His wife, Theresa, mother of the couple's 10-year-old daughter, is her husband's primary caregiver and the family's only breadwinner.

"I thought we would make it through the deployment and everything would be gravy," she said.

For the first couple of weeks, Steve had problems sleeping and sometimes walked the perimeter of the house to make sure it was secure before he went to bed. His wife thought that his behavior — odd but understandable — would pass with time.

Then one day she took him to Trader Joe's. They used to love shopping together, and after a year of Army cuisine he was ready to indulge.

Waiting in line with a full cart, Theresa turned to her husband and noticed he was shaking. His eyes were full of tears, and he said he had to get out of the store: It was too crowded, too loud.

Today, he cannot leave the house without scanning the rooftops for snipers; he can't stand crowds. He dreaded malls during the Christmas season. "Thank God there was online shopping," he said.

His wife supports the family with her job at a technology company. Steve Edwards, a former Fairmont Hotel technician, applied for his Army pension and compensation but was told it could take Veterans Affairs up to a year to process the claim.

The state provides about $250 a week in disability, but with food and rent topping $3,000 a month, the family barely squeaks by. They received a one-time $2,000 grant from the California Military Relief Fund, and Rene Gilmore has given them several Safeway gift cards.

Staff Sgt. Randy Dale, 43, and his wife, Amy, 38, have endured many of the same hardships faced by other National Guard families. Amy had to take two jobs to help support the family and their two teenagers.

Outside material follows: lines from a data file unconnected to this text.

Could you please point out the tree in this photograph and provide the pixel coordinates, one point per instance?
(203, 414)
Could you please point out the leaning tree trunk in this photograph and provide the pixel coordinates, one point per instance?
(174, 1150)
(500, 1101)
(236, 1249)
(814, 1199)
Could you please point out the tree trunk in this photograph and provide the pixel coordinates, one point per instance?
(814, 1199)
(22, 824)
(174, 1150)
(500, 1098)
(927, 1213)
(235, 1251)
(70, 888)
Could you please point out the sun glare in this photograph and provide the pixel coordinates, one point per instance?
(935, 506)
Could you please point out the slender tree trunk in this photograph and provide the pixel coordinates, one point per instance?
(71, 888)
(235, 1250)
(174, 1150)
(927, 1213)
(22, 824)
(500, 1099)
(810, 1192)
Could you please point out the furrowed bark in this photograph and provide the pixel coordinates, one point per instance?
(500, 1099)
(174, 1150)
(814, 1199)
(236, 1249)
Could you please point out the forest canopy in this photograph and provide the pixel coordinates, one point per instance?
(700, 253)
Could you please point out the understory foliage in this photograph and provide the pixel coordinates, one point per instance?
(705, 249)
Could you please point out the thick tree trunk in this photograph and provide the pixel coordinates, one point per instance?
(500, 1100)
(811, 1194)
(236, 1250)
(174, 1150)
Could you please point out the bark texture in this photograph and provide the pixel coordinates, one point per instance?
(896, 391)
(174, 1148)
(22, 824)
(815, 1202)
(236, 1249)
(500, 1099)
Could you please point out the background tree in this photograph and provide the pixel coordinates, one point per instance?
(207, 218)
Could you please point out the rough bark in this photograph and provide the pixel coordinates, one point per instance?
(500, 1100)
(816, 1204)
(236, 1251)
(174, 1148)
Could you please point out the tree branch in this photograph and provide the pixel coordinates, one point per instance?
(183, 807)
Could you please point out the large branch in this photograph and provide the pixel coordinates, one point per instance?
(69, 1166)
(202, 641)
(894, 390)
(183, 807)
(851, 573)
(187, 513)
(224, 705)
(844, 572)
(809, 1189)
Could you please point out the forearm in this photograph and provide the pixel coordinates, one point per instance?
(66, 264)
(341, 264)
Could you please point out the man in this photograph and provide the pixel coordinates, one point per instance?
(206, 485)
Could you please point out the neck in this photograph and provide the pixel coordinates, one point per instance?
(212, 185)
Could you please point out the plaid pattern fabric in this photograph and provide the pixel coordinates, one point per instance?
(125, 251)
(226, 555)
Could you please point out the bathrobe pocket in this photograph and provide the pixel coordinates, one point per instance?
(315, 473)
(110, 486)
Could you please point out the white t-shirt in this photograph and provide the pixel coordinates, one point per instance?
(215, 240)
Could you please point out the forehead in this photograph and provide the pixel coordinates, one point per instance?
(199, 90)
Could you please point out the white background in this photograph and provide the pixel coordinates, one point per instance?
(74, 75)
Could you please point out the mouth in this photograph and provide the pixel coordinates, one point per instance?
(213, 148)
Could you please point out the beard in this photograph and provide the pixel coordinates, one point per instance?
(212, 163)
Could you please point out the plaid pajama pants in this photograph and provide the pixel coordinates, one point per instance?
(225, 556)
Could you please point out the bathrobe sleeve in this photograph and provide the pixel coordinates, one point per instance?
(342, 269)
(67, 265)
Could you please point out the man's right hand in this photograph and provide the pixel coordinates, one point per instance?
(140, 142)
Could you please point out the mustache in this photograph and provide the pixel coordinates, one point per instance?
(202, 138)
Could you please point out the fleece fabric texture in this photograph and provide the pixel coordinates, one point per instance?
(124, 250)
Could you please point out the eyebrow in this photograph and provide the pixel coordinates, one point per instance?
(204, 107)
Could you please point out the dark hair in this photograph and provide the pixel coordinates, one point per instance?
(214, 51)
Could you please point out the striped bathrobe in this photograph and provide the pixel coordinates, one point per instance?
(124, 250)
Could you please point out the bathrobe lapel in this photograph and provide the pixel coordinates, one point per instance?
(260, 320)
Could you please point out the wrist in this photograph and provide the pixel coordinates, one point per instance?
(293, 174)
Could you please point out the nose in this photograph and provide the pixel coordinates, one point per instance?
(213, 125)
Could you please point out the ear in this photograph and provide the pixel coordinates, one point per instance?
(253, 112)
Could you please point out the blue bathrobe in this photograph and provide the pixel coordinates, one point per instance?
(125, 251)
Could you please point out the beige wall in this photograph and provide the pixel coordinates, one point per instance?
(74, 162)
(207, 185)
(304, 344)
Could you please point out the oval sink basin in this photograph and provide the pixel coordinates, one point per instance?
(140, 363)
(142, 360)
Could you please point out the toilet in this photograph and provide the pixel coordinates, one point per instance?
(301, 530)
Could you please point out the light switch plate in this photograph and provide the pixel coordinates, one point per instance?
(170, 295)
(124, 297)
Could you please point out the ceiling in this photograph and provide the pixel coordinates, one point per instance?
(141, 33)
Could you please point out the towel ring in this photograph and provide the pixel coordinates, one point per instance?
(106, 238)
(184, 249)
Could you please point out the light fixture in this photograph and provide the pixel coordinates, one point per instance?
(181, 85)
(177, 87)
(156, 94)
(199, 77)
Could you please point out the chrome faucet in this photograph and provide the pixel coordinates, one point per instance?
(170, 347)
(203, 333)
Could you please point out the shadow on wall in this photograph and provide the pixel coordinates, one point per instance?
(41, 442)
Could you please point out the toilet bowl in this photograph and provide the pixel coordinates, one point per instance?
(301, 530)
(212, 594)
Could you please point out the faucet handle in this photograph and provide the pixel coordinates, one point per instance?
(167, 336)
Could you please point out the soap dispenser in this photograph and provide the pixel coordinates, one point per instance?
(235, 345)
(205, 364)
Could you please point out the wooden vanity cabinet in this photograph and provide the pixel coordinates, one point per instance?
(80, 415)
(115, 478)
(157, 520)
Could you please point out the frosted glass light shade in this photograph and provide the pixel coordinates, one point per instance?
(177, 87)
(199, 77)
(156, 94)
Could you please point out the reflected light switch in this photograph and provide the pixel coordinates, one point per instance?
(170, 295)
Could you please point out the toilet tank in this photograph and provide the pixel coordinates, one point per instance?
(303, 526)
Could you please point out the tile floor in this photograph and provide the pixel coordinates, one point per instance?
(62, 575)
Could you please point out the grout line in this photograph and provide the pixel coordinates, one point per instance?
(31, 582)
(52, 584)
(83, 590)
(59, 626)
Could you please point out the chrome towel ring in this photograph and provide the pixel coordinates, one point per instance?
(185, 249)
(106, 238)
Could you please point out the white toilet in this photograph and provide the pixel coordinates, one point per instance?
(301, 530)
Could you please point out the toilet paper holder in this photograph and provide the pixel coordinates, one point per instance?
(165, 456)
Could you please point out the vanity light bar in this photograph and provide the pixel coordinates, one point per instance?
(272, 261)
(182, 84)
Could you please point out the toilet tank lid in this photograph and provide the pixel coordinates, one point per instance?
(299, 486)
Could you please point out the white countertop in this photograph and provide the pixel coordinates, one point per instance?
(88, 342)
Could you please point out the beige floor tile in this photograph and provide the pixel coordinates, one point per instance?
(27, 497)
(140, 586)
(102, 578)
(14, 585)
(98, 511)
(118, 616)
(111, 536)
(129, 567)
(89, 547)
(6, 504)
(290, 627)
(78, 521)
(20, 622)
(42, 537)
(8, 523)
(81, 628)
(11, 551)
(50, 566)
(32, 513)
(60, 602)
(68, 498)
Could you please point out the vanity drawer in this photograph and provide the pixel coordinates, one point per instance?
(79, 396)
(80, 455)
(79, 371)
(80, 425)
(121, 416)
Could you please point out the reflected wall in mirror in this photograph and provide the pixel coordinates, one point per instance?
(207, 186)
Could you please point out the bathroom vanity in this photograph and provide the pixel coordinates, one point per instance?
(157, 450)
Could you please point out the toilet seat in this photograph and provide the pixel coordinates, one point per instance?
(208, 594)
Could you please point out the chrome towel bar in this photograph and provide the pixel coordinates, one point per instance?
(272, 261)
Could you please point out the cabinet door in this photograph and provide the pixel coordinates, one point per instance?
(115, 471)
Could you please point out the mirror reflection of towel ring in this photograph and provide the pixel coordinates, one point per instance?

Her husband's job as a truck driver evaporated almost as soon as he got back. The couple live in Lucerne, about 115 miles north of the armory in Petaluma.

But the Dales got unusually strong support from their church, where she worked as a part-time cleaning woman.

"Every time I needed help or anything, there was someone from our church," she said.

When her truck broke down, her pastor picked her up. When her kids were having trouble in school, the church youth leader gave her advice.

While he was in Iraq, Randy deepened his religious beliefs, praying with other soldiers before he went out on patrol.

The couple credit their faith with helping them through the ordeal and keeping their marriage strong.

"We're not looking at last year like it was a negative thing," Amy said. "We are looking at it like it was a positive thing. We made it through."